Patients with peripheral arterial disease who underwent angioplasty of the femoropopliteal segment with DES Nitides from August 2021 to February 2024 were included in the study. Primary endpoints included in-stent restenosis verified by Duplex ultrasound or computed tomography angiography of the lower limbs at 12 months. Secondary endpoints included major amputation, clinically driven target lesion revascularization (CD-TLR) and cardiovascular mortality during follow-up.

Results

A total of 61 angioplasties in 58 consecutive patients were performed. 82.7% were male patients with a mean age of 64.26 years.

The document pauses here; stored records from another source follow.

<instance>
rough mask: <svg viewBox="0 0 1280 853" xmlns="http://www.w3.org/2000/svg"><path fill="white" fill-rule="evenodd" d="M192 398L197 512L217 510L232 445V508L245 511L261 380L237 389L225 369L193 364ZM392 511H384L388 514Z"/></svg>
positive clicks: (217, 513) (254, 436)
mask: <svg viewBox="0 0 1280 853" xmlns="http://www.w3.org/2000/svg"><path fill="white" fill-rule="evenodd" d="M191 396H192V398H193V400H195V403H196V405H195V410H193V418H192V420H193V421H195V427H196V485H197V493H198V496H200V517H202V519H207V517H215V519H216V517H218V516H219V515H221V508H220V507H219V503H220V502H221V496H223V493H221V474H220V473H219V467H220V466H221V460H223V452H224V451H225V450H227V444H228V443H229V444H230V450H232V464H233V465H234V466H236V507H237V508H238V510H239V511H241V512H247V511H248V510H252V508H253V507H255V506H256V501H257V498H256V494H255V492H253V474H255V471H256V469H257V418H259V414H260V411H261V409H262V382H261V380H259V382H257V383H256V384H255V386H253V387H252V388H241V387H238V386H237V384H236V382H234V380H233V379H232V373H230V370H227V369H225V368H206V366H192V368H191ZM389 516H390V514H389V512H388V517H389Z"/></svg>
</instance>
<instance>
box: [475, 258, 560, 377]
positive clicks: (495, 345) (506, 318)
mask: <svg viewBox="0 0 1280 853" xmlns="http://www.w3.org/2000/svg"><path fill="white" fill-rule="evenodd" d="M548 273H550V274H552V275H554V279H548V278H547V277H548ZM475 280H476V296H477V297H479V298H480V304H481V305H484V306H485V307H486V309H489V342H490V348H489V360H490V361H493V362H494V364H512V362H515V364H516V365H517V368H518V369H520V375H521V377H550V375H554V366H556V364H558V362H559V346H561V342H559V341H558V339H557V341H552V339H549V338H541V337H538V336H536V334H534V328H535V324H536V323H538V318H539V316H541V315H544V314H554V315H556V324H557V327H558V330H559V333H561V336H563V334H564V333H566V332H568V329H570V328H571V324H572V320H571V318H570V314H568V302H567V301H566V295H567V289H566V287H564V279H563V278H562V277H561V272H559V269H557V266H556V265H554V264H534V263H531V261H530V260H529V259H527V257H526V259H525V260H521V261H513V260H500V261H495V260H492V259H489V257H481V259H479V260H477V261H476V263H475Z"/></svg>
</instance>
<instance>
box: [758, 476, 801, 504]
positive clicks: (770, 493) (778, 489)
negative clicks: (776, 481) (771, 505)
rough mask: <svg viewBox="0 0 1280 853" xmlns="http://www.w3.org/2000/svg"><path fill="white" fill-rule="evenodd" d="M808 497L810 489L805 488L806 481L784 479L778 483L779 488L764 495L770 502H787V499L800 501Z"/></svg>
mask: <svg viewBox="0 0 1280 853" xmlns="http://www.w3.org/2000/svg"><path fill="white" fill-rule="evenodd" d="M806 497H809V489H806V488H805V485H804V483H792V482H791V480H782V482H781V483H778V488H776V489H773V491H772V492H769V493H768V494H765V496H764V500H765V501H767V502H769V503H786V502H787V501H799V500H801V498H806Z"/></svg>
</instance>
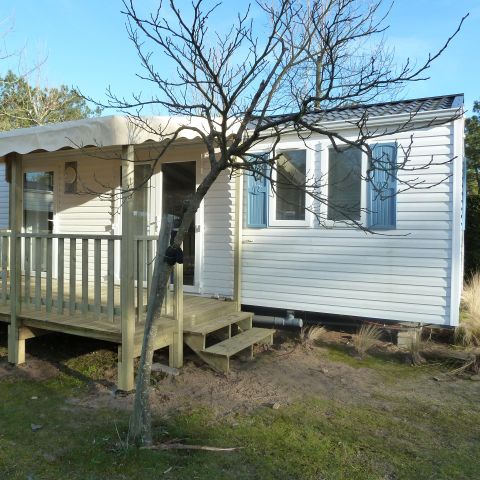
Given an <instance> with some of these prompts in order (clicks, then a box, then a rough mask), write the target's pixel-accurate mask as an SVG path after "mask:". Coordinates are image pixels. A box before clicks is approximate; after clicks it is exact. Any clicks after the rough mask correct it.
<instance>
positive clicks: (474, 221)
mask: <svg viewBox="0 0 480 480" xmlns="http://www.w3.org/2000/svg"><path fill="white" fill-rule="evenodd" d="M473 112H474V115H472V116H471V117H470V118H467V120H466V122H465V155H466V157H467V214H466V219H465V220H466V223H465V278H468V277H469V276H470V275H472V274H473V273H474V272H477V271H480V117H479V115H477V114H479V113H480V101H476V102H475V103H474V107H473Z"/></svg>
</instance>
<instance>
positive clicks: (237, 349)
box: [183, 302, 275, 373]
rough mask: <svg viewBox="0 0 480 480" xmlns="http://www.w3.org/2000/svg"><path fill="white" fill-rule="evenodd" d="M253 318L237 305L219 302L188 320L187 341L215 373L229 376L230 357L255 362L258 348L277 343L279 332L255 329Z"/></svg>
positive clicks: (183, 331)
mask: <svg viewBox="0 0 480 480" xmlns="http://www.w3.org/2000/svg"><path fill="white" fill-rule="evenodd" d="M252 318H253V313H249V312H238V311H236V309H235V304H234V303H233V302H219V303H218V304H217V305H213V306H212V307H211V308H210V309H208V310H207V311H202V314H201V316H195V315H192V316H190V318H189V319H187V318H186V319H185V324H184V331H183V340H184V342H185V343H186V344H187V345H188V346H189V347H190V348H191V349H192V350H193V351H194V352H195V353H196V354H197V355H198V356H199V357H200V358H201V359H202V360H204V361H205V362H206V363H208V364H209V365H210V366H211V367H213V368H214V369H215V370H217V371H221V372H224V373H228V371H229V370H230V357H233V356H234V355H242V356H243V357H244V358H245V359H252V358H253V346H254V345H255V344H257V343H263V344H268V345H271V344H272V343H273V334H274V333H275V330H271V329H269V328H254V327H253V326H252Z"/></svg>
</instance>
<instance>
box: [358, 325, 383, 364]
mask: <svg viewBox="0 0 480 480" xmlns="http://www.w3.org/2000/svg"><path fill="white" fill-rule="evenodd" d="M381 335H382V331H381V329H380V328H379V327H377V326H376V325H372V324H371V323H364V324H363V325H362V326H361V327H360V328H359V329H358V332H357V334H356V335H355V336H354V337H353V345H354V347H355V350H356V351H357V353H358V354H359V355H360V357H364V356H365V355H366V354H367V353H368V351H369V350H371V349H372V347H374V346H375V345H376V344H377V342H378V341H379V340H380V336H381Z"/></svg>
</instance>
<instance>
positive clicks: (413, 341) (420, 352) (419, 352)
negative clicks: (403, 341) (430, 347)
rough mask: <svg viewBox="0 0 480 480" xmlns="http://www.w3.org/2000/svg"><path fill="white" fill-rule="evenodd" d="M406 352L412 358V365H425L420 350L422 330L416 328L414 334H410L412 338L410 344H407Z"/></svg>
mask: <svg viewBox="0 0 480 480" xmlns="http://www.w3.org/2000/svg"><path fill="white" fill-rule="evenodd" d="M407 349H408V352H409V353H410V356H411V358H412V364H413V365H421V364H422V363H425V361H426V360H425V359H424V358H423V357H422V354H421V352H422V349H423V342H422V329H420V328H418V329H416V330H415V331H414V332H412V336H411V339H410V342H409V343H408V347H407Z"/></svg>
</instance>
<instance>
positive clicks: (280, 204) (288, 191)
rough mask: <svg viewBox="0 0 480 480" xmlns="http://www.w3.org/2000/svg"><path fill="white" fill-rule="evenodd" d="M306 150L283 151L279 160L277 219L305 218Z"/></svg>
mask: <svg viewBox="0 0 480 480" xmlns="http://www.w3.org/2000/svg"><path fill="white" fill-rule="evenodd" d="M306 172H307V157H306V151H305V150H290V151H285V152H282V153H281V154H280V156H279V158H278V160H277V172H276V173H277V182H276V186H275V188H276V205H275V219H276V220H294V221H304V220H305V183H306Z"/></svg>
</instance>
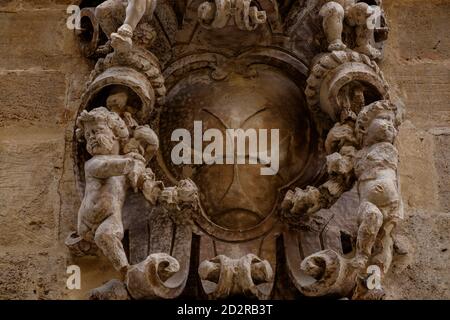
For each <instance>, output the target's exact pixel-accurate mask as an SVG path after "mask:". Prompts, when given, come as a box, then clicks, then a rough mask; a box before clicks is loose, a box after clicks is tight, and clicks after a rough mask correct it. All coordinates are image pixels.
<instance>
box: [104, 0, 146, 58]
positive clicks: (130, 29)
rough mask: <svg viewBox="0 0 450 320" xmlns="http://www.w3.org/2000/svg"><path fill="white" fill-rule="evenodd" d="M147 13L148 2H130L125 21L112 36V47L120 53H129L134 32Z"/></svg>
mask: <svg viewBox="0 0 450 320" xmlns="http://www.w3.org/2000/svg"><path fill="white" fill-rule="evenodd" d="M146 11H147V0H128V6H127V10H126V17H125V21H124V23H123V24H122V26H121V27H120V28H119V29H118V30H117V33H113V34H112V35H111V41H112V46H113V47H114V48H115V49H117V50H119V51H124V52H126V51H129V50H130V49H131V46H132V40H131V38H132V37H133V32H134V30H135V29H136V27H137V25H138V23H139V21H141V19H142V17H143V16H144V14H145V13H146Z"/></svg>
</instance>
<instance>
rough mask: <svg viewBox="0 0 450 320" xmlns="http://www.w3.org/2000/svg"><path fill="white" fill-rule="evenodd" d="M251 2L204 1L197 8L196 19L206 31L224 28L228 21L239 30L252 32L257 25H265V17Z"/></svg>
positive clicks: (251, 1) (238, 1)
mask: <svg viewBox="0 0 450 320" xmlns="http://www.w3.org/2000/svg"><path fill="white" fill-rule="evenodd" d="M252 2H253V1H252V0H214V1H213V2H209V1H205V2H203V3H202V4H201V5H200V6H199V7H198V19H199V22H200V24H201V25H202V27H204V28H207V29H221V28H224V27H225V26H226V25H227V24H228V22H229V20H230V19H233V20H234V23H235V24H236V26H237V27H238V28H239V29H240V30H246V31H253V30H255V29H256V28H257V27H258V25H260V24H264V23H266V20H267V15H266V12H265V11H261V10H259V9H258V7H257V6H255V5H252Z"/></svg>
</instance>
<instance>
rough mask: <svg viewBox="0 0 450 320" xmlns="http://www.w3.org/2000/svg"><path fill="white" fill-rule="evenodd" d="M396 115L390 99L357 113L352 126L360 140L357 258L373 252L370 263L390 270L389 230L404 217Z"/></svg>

Fifty-six angioplasties were performed in the superficial femoral artery and in 5 patients in the p1 segment of the popliteal artery. Mean lesion length was 145.74 mm. A total of 72.1% of the lesions were chronic total occlusions, Tasc C and Tasc D lesions were 36.1% and 34.4%, respectively. Technical success was 100%. Primary patency was 91.2% (n = 52) and freedom from CD-TLR rate was 96.5% (n = 55) at 12 months. One patient underwent major amputation at 11 months (1.75%) and cardiovascular related mortality was 6.89% (n = 4).

Conclusion

This monocentric prospective study demonstrated that Amphilimus-eluting stent Nitides is safe, with good patency outcomes in complex femoropopliteal lesions and high rates of freedom from CD-TLR.